More generally, there is more to thinking about performance than just time complexity. We may also want to consider space complexity, that is how much memory an algorithm might use. Memory usage can often be a/the limiting factor; while we can wait longer for a result, our computers have finite memory that can set a limit on the size of problem we can solve.

Knowing the time complexity of sorting

Sorting is both a valuable tool for learning about recursion, complexity analysis, etc. and a key building block for many programs. Better understanding the time complexity of sorting helps us make better implementation decisions. Consider the approaches to histogram we saw in the frequencies function in PA5 vs. the dictionary-based histogram.py. Knowing what we know now, which approach would you choose?

Recall that frequencies sorts the list before calculating the length of runs. As a result it is an \(f(n log_2 n + n)\) or \(O(n log n)\) algorithm. The first term is the time complexity for the sorting operation, the second is the time complexity for scanning the sorted list for the ends of “runs”.

What about the dictionary-based approach? At a minimum we need to traverse the entire list so it will at least be \(O(n)\). What other information do we need? The time to get and set a key value pair in the dictionary. In Python, getting and setting is amortized constant time, i.e., \(O(1)\). So the total complexity is \(O(n)\). Given that, we would want to use the dictionary-based implementation, especially when the input is large!

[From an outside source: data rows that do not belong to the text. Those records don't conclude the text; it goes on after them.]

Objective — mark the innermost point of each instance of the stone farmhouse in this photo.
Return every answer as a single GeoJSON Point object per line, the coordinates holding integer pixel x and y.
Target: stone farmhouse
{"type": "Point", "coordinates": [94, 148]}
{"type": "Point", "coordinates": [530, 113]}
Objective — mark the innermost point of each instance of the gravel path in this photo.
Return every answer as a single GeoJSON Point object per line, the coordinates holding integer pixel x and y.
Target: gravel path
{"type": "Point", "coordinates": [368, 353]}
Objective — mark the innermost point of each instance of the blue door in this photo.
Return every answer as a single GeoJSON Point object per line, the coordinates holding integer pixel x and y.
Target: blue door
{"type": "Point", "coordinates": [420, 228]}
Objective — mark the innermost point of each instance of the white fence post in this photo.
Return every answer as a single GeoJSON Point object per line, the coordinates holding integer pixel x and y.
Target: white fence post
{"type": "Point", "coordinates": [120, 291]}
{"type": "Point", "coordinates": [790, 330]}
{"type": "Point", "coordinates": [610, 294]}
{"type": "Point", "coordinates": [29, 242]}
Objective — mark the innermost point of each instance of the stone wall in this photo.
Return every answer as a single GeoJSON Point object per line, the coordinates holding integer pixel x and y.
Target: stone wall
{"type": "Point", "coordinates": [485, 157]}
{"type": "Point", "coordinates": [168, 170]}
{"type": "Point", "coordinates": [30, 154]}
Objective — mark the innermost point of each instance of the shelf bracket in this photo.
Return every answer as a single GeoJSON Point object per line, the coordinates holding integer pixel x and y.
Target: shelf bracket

What is “amortized” constant time? “Amortized” constant time means that on average, over a large number of operations, the time complexity is constant. Any one call, e.g., any one set operation, may take longer. Here is since we are setting lots of values in the dictionary, the average time is what matters.

Other Sorting Algorithms

You will learn a lot more about the many different sorting algorithms in CS201 and other classes.